Célébration oecuménique Biltzheim 24 janvier 2026 – Roland Kauffmann, pasteur, Guebwiller


« Il n’y a rien de meilleur que l’unité » (saint Ignace à Polycarpe) - diocèse de La Rochelle
« Il n’y a rien de meilleur que l’unité » (saint Ignace à Polycarpe) - diocèse de La Rochelle


L'unité de l'Église est une réalité ! Chacune de nos Églises respectives est comme une branche particulière d'un même arbre, lequel est enraciné dans l'Évangile et en la personne de Jésus le Christ. Nous en sommes le signe, l'annonce et la promesse. Nous qui sommes aujourd'hui rassemblés en cette église de Biltzheim au courant de cette semaine de prière pour l'unité des chrétiens sommes porteurs de cette conviction reçue dans la lettre de l'apôtre Paul à l'Église d'Éphèse qui affirme « il y a un seul corps et un seul Esprit comme il y a un seul Seigneur, une seule foi, un seul baptême ». Un grand merci à ceux qui ont pris cette initiative d'organiser ce temps de communion entre nos paroisses : protestante de Guebwiller et catholique de Biltzheim.

 

Merci au Père Jimmy d'avoir accepté cette initiative proposée par votre équipe de laïcs, votre Conseil de fabrique et les protestants de la commune. Merci à vous tous d'être là aujourd'hui, car vous montrez ainsi que cette unité vous préoccupe et que vous la souhaitez. Vous souhaitez en tout cas qu'elle se montre, qu'elle se manifeste concrètement au-delà des déclarations d'intention et des bons sentiments. En effet, les paroles sont légères et seuls les actes demeurent. Et à tous les niveaux de nos Églises respectives le dialogue s'entretient et se construit.

 

Ainsi tout au sommet de nos Églises, une charte oecuménique a-t-elle été signée entre le président de la Conférence des Églises européennes, l'archevêque Nikitas représentant les Églises protestantes et orthodoxes et l’archevêque Gintaras Grušas, président du Conseil des Conférences épiscopales d’Europe (CCEE) pour l'Église catholique romaine. Cette charte est une relecture d'une première version signée en 2001. Il est particulièrement important qu'elle ait été signée par des représentants de la collégialité des Églises. Le fait que ce ne soit Léon XIV qui ait signé est ainsi un signe de respect de la diversité des lectures théologiques. C'est une reconnaissance du fait que toutes les Églises ne peuvent avoir le même chef, le même pape, qu'il siège à Rome, à Constantinople, à Genève ou à Canterbury, tout simplement parce qu'elles en ont déjà un, qui siège « à la droite du Père ». Ayant un seul chef en Esprit, les Églises terrestres ont chacune leur chef, leur mode d'organisation et leurs pratiques liturgiques ainsi que leurs lectures théologiques. Cette diversité n'est pas une réalité temporaire, devant disparaître un jour pour n'avoir plus qu'une seule et unique Église partout pareille et partout en parfaite communion. Cette unité là ne sera jamais réalisée autrement que dans le Royaume de Dieu, quand il viendra.

 

Une unité, riche de sa diversité, qui correspond à l'autre bout de la chaîne à nos réalités paroissiales. Notre paroisse protestante couvre un veste territoire allant du fond du Florival jusqu'à Fessenheim. Quant à votre communauté de paroisse, elle recouvre les six communes de Sainte Croix en Plaine, Niederhergheim, Oberhergheim, Biltzheim, Niederentzen et Oberentzen. Qui pourrait dire que c'est partout pareil ? Bien sûr que dans chacun de ces lieux, il y a le même autel, les mêmes murs, la même chaire, les mêmes chants et la même dévotion.
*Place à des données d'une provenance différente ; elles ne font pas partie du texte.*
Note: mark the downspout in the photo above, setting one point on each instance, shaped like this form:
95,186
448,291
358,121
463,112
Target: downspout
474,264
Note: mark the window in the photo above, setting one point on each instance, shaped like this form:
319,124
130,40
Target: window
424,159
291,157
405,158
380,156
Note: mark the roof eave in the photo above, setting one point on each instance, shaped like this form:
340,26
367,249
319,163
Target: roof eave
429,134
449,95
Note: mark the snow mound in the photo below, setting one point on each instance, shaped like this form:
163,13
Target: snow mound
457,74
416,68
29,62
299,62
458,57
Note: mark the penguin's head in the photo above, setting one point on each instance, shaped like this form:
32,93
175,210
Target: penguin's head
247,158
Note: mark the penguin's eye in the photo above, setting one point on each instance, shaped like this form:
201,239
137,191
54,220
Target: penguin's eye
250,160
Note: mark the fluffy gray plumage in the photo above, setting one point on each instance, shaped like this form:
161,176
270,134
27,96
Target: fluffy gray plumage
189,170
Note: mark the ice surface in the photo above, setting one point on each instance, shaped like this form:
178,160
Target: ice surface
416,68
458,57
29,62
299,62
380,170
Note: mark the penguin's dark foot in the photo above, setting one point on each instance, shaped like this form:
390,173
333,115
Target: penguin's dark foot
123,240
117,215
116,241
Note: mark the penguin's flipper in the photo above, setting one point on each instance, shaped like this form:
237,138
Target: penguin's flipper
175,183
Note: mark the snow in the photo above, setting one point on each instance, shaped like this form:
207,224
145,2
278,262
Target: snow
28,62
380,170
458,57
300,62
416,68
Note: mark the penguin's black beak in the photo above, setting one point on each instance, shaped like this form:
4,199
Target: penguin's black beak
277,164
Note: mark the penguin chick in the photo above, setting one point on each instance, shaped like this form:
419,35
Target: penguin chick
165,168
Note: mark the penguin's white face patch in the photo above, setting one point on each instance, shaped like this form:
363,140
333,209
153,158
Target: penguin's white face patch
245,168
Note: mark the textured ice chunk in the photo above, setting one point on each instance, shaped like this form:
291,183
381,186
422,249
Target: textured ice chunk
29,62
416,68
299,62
Pourtant, combien de différences en réalité entre chacune des communautés qui composent votre réalité ?

 

À l'intérieur même de chacune de nos communautés, les différences peuvent être nombreuses et réelles. Je ne parlerai pas ici de ce que je ne connais pas, à savoir les diverses sensibilités au sein de vos paroisses catholiques. Pour ce qui est de notre paroisse protestante, nous vivons, avec bonheur, le régime de ce que nous appelons, non pas la « biodiversité » mais la « théodiversité ». Certains d'entre-nous sont de culture et de tradition calviniste, descendants de l'héritage des huguenots ; d'autres sont de culture luthérienne en raison de leurs origines plus germaniques, d'autre sont issus des communauté évangéliques, insistant sur les notions de salut personnel, certains ont une histoire charismatique, insistant sur la louange et l'adoration. Enfin, certains d'entre nos membres assument d'avoir un protestantisme uniquement par tradition ou sociologie. Sans oublier celles et ceux qui nous viennent de l'Église catholique romaine et se reconnaissent mieux dans ce que nous vivons. Cette théodiversité est à l'exemple de la biodiversité, nécessaire et vitale pour que nos communautés soient solides et durables.

 

En effet, à chaque époque ses problèmes et ses préoccupations avec à chaque fois l'expression d'attentes diverses et parfois contradictoires. La vie des Églises est à l'exemple de celle des sociétés qui les portent et de même qu'une forêt composée de la même essence d'arbres est fragile et vulnérable, une Église, une paroisse, une communauté composées d'une seule sorte de fidèles ne peut supporter les épreuves du temps. Si nos Églises sont des branches d'un même arbre, on peut aussi les comprendre comme des arbres différents au sein d'une même forêt.

 

Il nous faut une diversité d'essences mais aussi une diversité de situations. Comme les forêts sont composés d'arbres anciens et vénérables comme de jeunes pousses ou de futaies riches de promesses, nos paroisses doivent être composées de fidèles dans toute leur maturité comme de chercheurs de Dieu, de gens convaincus par l'expérience et d'autres encore en réflexion et en recherche. Comme il y faut des jeunes et des vieux, des favorisés et des défavorisés.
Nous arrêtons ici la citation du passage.